Bristol Myers Squibb is withdrawing from the U.S. market the indication for its immune checkpoint inhibitor Opdivo (nivolumab) as a single agent for patients with hepatocellular carcinoma who were previously treated with sorafenib.
FDA issued an alert stating that a clinical trial (OCEAN, Study OP-103) evaluating Pepaxto (melphalan flufenamide) with dexamethasone to treat patients with multiple myeloma showed an increased risk of death.
Keytruda (pembrolizumab) in combination with (Lenvima) lenvatinib (Lenvima, Eisai) has received FDA approval for patients with advanced endometrial carcinoma that is not microsatellite instability-high or mismatch repair deficient, who have disease progression following prior systemic therapy in any setting and are not candidates for curative surgery or radiation.
Rezurock (belumosudil), a kinase inhibitor, has received FDA approval for adult and pediatric patients 12 years and older with chronic graft-versus-host disease after failure of at least two prior lines of systemic therapy.
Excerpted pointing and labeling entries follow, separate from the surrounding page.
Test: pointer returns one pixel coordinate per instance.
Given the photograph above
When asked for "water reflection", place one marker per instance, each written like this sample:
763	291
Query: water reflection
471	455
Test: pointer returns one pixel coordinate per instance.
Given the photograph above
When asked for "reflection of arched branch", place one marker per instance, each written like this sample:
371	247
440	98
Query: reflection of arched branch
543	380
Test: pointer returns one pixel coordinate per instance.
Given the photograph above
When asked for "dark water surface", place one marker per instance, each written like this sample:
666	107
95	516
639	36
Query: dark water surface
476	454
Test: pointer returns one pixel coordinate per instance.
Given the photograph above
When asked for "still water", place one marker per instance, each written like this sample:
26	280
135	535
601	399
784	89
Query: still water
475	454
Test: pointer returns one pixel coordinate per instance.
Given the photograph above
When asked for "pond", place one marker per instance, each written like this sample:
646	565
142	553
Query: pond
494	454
Venclexta (venetoclax) in combination with azacitidine was granted Breakthrough Therapy Designation from FDA for the treatment of adult patients with previously untreated intermediate, high- and very high-risk myelodysplastic syndromes based on the revised International Prognostic Scoring System.
Darzalex Faspro (daratumumab and hyaluronidase-fihj) in combination with pomalidomide and dexamethasone has received FDA approval for adult patients with multiple myeloma who have received at least one prior line of therapy including lenalidomide and a proteasome inhibitor.
Padcev (enfortumab vedotin-ejfv), a Nectin-4-directed antibody and microtubule inhibitor conjugate, has received FDA approval for adult patients with locally advanced or metastatic urothelial cancer who have previously received a programmed death receptor-1 (PD-1) or programmed death-ligand (PD-L1) inhibitor and platinum-containing chemotherapy, or are ineligible for cisplatin-containing chemotherapy and have previously received one or more prior lines of therapy.
Merck said it will withdraw the U.S. accelerated approval indication for Keytruda for the treatment of patients with recurrent locally advanced or metastatic gastric or gastroesophageal junction adenocarcinoma.
Keytruda has received an expanded label approval from FDA as monotherapy for the treatment of patients with locally advanced cutaneous squamous cell carcinoma (cSCC) that is not curable by surgery or radiation.
Rylaze (asparaginase erwinia chrysanthemi (recombinant)-rywn) was approved by FDA as a component of a chemotherapy regimen to treat acute lymphoblastic leukemia and lymphoblastic lymphoma in adult and pediatric patients who are allergic to the E. coli-derived asparaginase products used most commonly for treatment.